Use This Proven CEO Productivity Trick for Startup Fundraising
After two decades leading several startups through fundraises and other screaming top priorities, I’ve learned a prioritization hack that every startup leader should use to take on a single mission-critical task without letting the rest of the business fall apart.
The hack comes in especially handy around fundraising, because when you’re a startup CEO, you’re always balancing two seemingly incongruent priorities:
You can raise money, or you can grow, but you can’t do both at the same time.
Raising money is a long, difficult process— and any serious fundraise will take at least six months of effort from first investor contact to the final close. At least.
It’s one of those startup Catch-22s: How do startup CEOs raise money without company growth falling off a cliff?

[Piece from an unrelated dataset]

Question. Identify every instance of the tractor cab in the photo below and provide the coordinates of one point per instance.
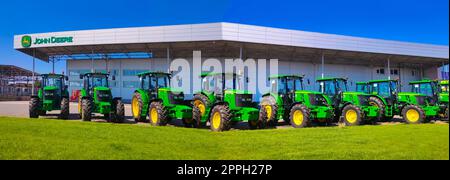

To make matters worse, startup CEOs in particular bear the additional burden of having to wear multiple functional hats on top of their traditional executive role. So when a startup CEO faces the prospect of a single critical priority absorbing all of their available time –whether it’s raising money, boosting sales, or hiring talent — many functional areas of the company suffer as a result.
Or do they?
Committing To a Single Top Priority
Every startup leader — in fact, usually every startup employee — has at least a dozen “top” priorities at any given time. It’s a phenomenon that those fake advice peddlers will say you need to eliminate at all costs.
“Focus on one thing at a time, all the time,” they’ll preach.
Sounds great, right? Makes for a nice motivational poster.
But any startup leader who has actually led something to success will tell you that advice is totally unrealistic. In fact, if you do have a single top priority all the time, you’re more likely stuck in a functional middle-seniority position at a large company. And you’re likely bored out of your mind.